Also, IoT devices are not replaced as often as computers. Once an organisation’s computer reaches its end of service – usually when the three-year warranty expires – the machine is replaced with a newer model. But for network-connected devices, replacement cycles can be much longer. For example, a typical industrial machine or heating system might be replaced every 10 to 15 years, during which time the warranty will have expired.
Support for these devices dwindles the older they get, as suppliers shift their focus from supporting legacy devices to promoting new products. Eventually, security updates and firmware patches stop, as suppliers withdraw support from legacy devices, assuming that such support existed in the first place.
Replacing older network-connected devices and machines is not possible, because the cost of replacing industrial machinery every three years would be prohibitive. Likewise, simply doing nothing would leave the organisation with vulnerability in its network.
The first thing organisations should do is ensure all IoT devices are properly updated and patched with the latest security updates that are available for the devices. Manually updating each device is simply not feasible due to the number of devices an organisation can expect to have. Equally, automatic updates can carry with them the risk of being exploited. The ideal solution would be to dry-run the update on a test device to check the update performs correctly.
Organisations should consider performing a risk assessment of the danger posed by a vulnerable update being installed for each of network-connected device and assess each update on a case-by-case basis. Also, this process should be incorporated into the organisation’s data protection strategy. “Businesses must have complete sight of where the device is located, how it is being used and the corporate access governance it includes,” says Stuart Aston, national security adviser for Microsoft UK.
As network-connected devices continue to be used beyond their service guarantee, and security patches become no longer available, organisations should deploy additional security measures by either implementing an infrastructure refresh of those end-of-service devices, or by ring-fencing them with further security measures to reduce the risk of a system breach.
This can become costly over time, so financial assessments should be conducted to determine when it is most cost-effective to replace legacy systems. “Organisations need to accept that there comes a point when [systems] will no longer be patched and updated,” says Tankard. “They have to double their efforts in looking after their system and make sure it is not being exploited or a vulnerability for them.”

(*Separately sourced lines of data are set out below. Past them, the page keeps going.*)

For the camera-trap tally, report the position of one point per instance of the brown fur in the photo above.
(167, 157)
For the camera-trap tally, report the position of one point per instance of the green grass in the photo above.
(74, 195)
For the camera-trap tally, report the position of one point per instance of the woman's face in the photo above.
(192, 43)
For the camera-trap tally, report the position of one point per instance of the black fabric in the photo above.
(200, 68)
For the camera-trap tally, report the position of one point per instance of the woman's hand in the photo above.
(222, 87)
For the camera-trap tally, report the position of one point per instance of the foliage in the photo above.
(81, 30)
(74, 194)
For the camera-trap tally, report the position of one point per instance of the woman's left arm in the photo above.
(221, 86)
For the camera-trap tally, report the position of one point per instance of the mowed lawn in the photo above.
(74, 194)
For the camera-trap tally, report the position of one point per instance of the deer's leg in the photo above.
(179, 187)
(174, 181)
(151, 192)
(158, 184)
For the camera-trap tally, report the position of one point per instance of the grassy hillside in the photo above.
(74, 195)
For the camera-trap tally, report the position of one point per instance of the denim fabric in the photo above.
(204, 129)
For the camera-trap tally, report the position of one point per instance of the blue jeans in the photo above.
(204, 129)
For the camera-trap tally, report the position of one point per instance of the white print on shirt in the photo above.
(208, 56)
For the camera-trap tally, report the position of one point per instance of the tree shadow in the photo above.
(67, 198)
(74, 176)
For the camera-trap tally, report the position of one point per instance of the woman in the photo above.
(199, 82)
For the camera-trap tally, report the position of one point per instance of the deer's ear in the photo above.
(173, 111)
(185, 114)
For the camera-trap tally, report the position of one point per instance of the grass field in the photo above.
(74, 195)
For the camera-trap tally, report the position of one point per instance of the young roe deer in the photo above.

Organisations should – as standard – encrypt their network, regardless of whether or not they have IoT devices connected. Commands and values should be encrypted as well. Devices should also be set up with secure sockets layer (SSL) connections, if available.
IDS and IPS systems can be installed to monitor networks continually, as well as focusing on the network gateways – the point at which two networks interact.
Networks can also be split into a series of sub-networks, with network-connected devices and machinery kept on a separate sub-network, thus restricting the flow of information. Naturally, data can still flow between the different sub-networks, but with properly managed gateways between the sub-networks, the danger of malicious access can be mitigated.
Network segmentation can impede efficiency and connectivity – one of the greatest benefits of wireless connectivity of industrial units is remote working – but with properly managed gateway security, this can be mitigated.
“All company-owned devices that are connected to our corporate networks are checked, patched and locked down as required,” says Scott Lynn, services director at IT services firm Agilitas. “Other devices are provided with a guest network connection to ensure the corporate network remains secure against external threats.”
When buying new devices, organisations should conduct thorough market research. This should not just focus on a device’s features and reliability, but also on the supplier’s reputation for data protection, the security of its devices and its after-sales maintenance guarantees. “A brand’s security reputation is one of our main priorities when we are evaluating new devices to deploy across the network,” says Lynn. “The risk to try new or less-respected entrants in the market is far too high in a business that delivers a global 24/7 operation.”
When new network-connected devices are first brought into a network, they should be checked for potential vulnerabilities. Any unused or vulnerable connections should be locked down and made safe, such as with SSL. “We record the firmware levels of all devices within our network as they are deployed,” says Lynn.
At the moment, there is no legislation or certification enforcing suppliers to provide adequate levels of security in their devices. ISO/IEC 27001 (Information Security Management) is the closest, but it only provides information about how good the supplier/manufacturer is at protecting themselves, not about the security of their products.
New code of practice
However, the UK government recently announced plans to introduce a new code of practice designed to improve the security measures of internet-connected devices. The Security by Design review was developed with support from the National Cyber Security Centre (NCSC) to address the gaping security holes in many smart IoT devices.
In the wake of several high-profile incidents of IoT devices being compromised, the past 12 months have seen greater awareness of the need for proper security protocols for network-connected devices. However, this still leaves us with a legacy of poorly-secured devices that will need to be monitored carefully for malicious behaviour in case they are compromised.
“The real network problems appear when IoT devices are neglected, as they become vulnerable and the data they transfer and services they provide is at risk,” says Microsoft’s Aston.
Only by carefully monitoring its networks and ring-fencing vulnerable devices will an organisation be able to protect its data adequately against unauthorised access. “I do feel things are getting better,” says Tankard. “The technology is getting there now, but you have 15 years of systems in place, and that is still a long time for these to be changed out.”